TORONTO, June 1 (Reuters) - Canadian fixed-income fund managers say they favor corporate bonds and other securities that bear credit risk, as June’s traditional heavy bond redemptions swell their war chests, but they warn they have grown more selective after a credit market rally lifted all boats since February.

The June redemptions and interest payments typically trigger a burst of new supply from issuers keen to tap the flood of cash.

Total interest and principal payments for the month are expected to rise to C$56.8 billion ($43.3 billion) this year from C$42.1 billion in June 2015, according to IFR, a Thomson Reuters service.

Portfolio managers say they favor reinvestment in credit because of concerns low government bonds yields are insufficient to compensate for interest rate risk.

“We tend to lean that way (toward credit) in general, but this market environment really makes us want to lean that way,” said Tom O’Gorman, director of fixed income, Franklin Bissett Investment Management.
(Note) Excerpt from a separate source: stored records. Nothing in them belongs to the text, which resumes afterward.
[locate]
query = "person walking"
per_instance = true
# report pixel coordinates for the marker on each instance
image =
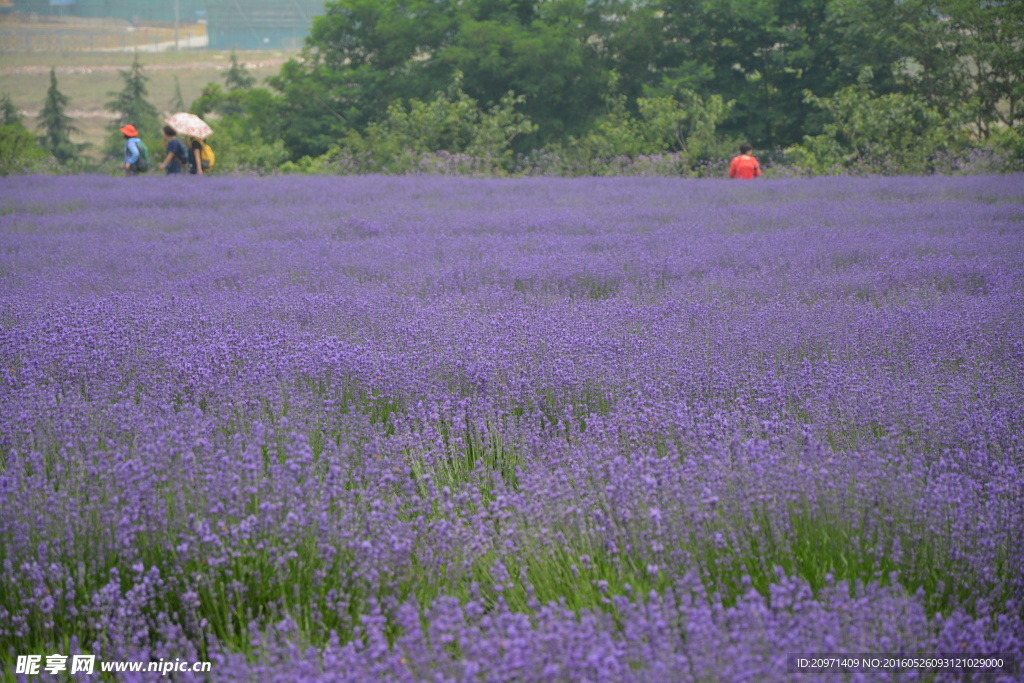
(136, 157)
(176, 154)
(744, 166)
(196, 157)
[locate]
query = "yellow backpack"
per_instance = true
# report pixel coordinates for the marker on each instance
(207, 156)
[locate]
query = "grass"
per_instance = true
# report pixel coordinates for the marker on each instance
(87, 78)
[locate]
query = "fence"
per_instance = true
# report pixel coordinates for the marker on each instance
(95, 36)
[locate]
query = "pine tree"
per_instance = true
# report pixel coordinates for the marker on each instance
(56, 124)
(238, 77)
(132, 107)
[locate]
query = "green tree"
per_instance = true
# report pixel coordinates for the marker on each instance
(18, 150)
(131, 105)
(891, 133)
(56, 125)
(452, 122)
(761, 53)
(684, 123)
(361, 55)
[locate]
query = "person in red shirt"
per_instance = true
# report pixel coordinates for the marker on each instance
(744, 166)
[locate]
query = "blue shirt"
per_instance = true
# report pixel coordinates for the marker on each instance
(131, 151)
(174, 146)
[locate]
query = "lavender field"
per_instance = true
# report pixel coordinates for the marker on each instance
(422, 428)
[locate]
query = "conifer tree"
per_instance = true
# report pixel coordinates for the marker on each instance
(132, 107)
(56, 124)
(9, 116)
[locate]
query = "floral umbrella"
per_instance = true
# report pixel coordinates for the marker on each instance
(189, 124)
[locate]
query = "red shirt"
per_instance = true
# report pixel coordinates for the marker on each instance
(745, 167)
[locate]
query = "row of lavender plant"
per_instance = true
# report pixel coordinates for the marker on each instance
(428, 428)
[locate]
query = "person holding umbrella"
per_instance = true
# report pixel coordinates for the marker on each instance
(198, 130)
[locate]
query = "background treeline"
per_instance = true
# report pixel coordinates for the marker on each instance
(642, 86)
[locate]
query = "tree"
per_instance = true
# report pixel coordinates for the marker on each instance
(17, 146)
(56, 124)
(177, 102)
(238, 77)
(949, 52)
(761, 53)
(893, 133)
(452, 122)
(132, 107)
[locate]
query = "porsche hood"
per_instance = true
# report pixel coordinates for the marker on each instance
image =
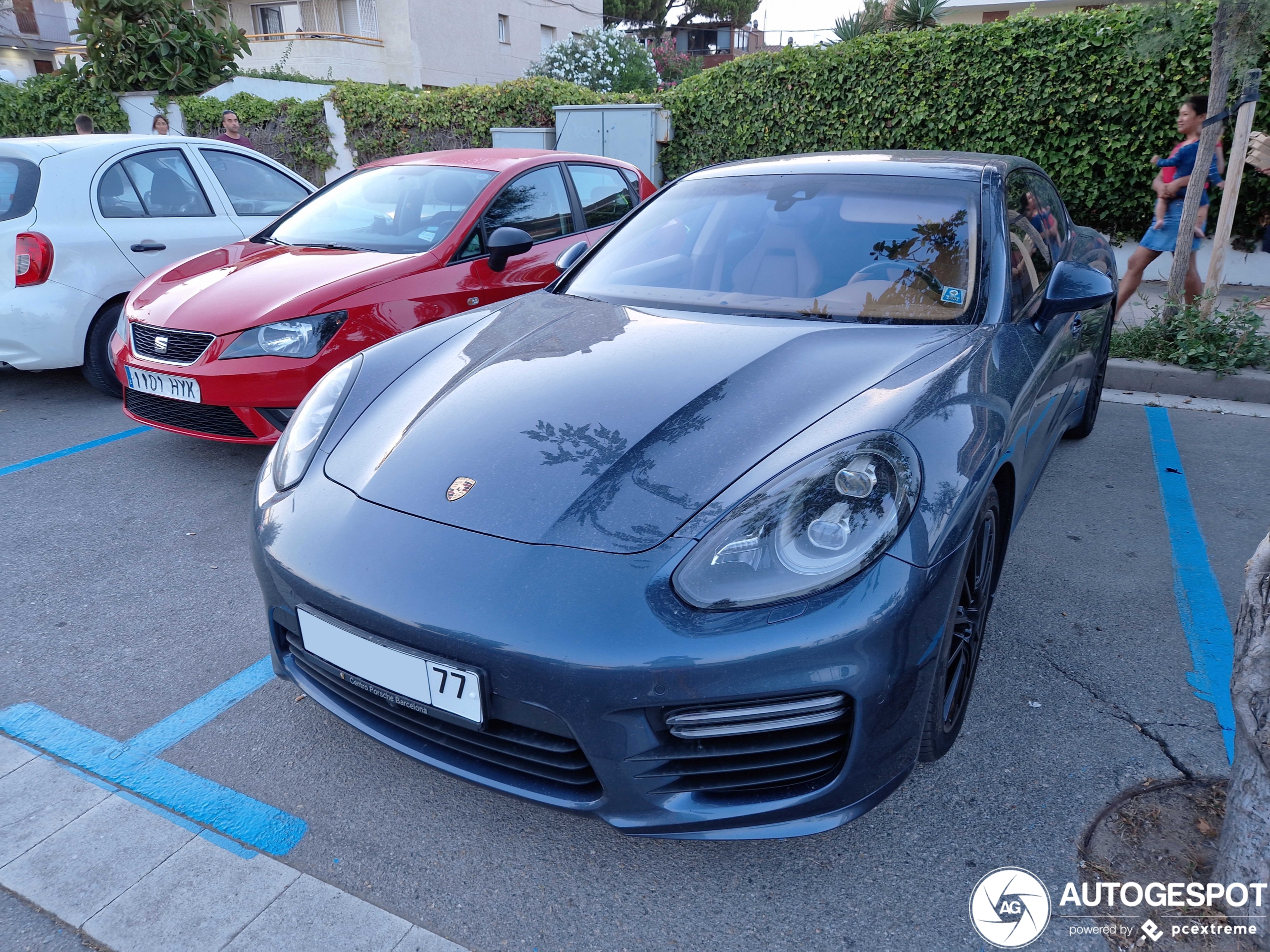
(586, 424)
At Sprott Asset Management, co-chief investment officer Scott Colbourne likes the incremental yield of both investment grade and high yield corporate bonds and sees new issuance as “a good way to participate.”

Growth is looking better in the United States, while Canada will benefit from a recovery in commodity prices, said Colbourne.

The Federal Reserve Bank of Atlanta’s GDPNow model is forecasting U.S. growth will accelerate to 2.9 percent annualized in the second quarter. And oil has rebounded toward $50 a barrel.

Manulife Asset Management is overweight credit and confident the corporate securities it holds will come out ahead in the long-term given the spread over government yields, said Hosen Marjaee, senior managing director, Canadian fixed income.

“We also like the provinces, the majority of them are in a better shape than they have been,” he added.

To be sure, a potential interest rate hike from the U.S. Federal Reserve and the Brexit vote in the U.K. could trigger risk aversion and widen credit spreads. And the fund managers said they have become more discriminating as debt security prices rallied for much of this year.

At CIBC Capital Markets, head of Canadian government credit strategy Maria Berlettano cautioned that looking for strong, creditworthy names is critical.

“We reach less hard than we were when credit was cheaper,” noted Franklin Bissett’s O’Gorman.